Fig. 1.

Quorum-sensing signaling networks. Low cell density (left sides of panels), High cell density (right sides of panels). a A LuxI/LuxR quorum-sensing circuit. The LuxI enzyme produces an AHL molecule that diffuses into the surroundings. At high cell densities, the LuxR protein binds the AHL and subsequently binds to DNA promoting the transcription of genes X and Y. b V. harveyi AI-1- and AI-2-dependent circuits. At low cell density, LuxN and LuxQ exist in kinase mode autophosphorylating at histidine (H1) and aspartic acid (D1) residues. Phosphate is passed to LuxU at the histidine (H2) site, and then to LuxO at an aspartic acid (D2). LuxO-P, with sigma factor σ⁵⁴, activates transcription of the sRNA genes. The sRNAs, with the RNA chaperone Hfq repress luxR expression. At high cell densities, AI-1 binds LuxN and AI-2 binds LuxP-LuxQ. Binding of autoinducers causes LuxN and LuxQ to switch to phosphatase mode. Phosphate is drained from LuxU and LuxO, terminating expression of the sRNA genes.
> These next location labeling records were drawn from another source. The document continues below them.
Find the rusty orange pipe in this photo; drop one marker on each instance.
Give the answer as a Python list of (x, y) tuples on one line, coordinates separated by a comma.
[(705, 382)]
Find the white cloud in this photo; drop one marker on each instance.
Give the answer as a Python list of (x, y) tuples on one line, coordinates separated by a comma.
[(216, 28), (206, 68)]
LuxR is derepressed, and luciferase is expressed. c The E. coli and S. typhimurium Lsr system. At low cell densities, LsrR binds to DNA and represses expression of the lsr operon. At high cell densities, AI-2 is imported via the Lsr transporter and is phosphorylated by LsrK. AI-2-phosphate binds to LsrR causing it to release DNA, thus derepressing lsr transcription [adapted from 8, 28].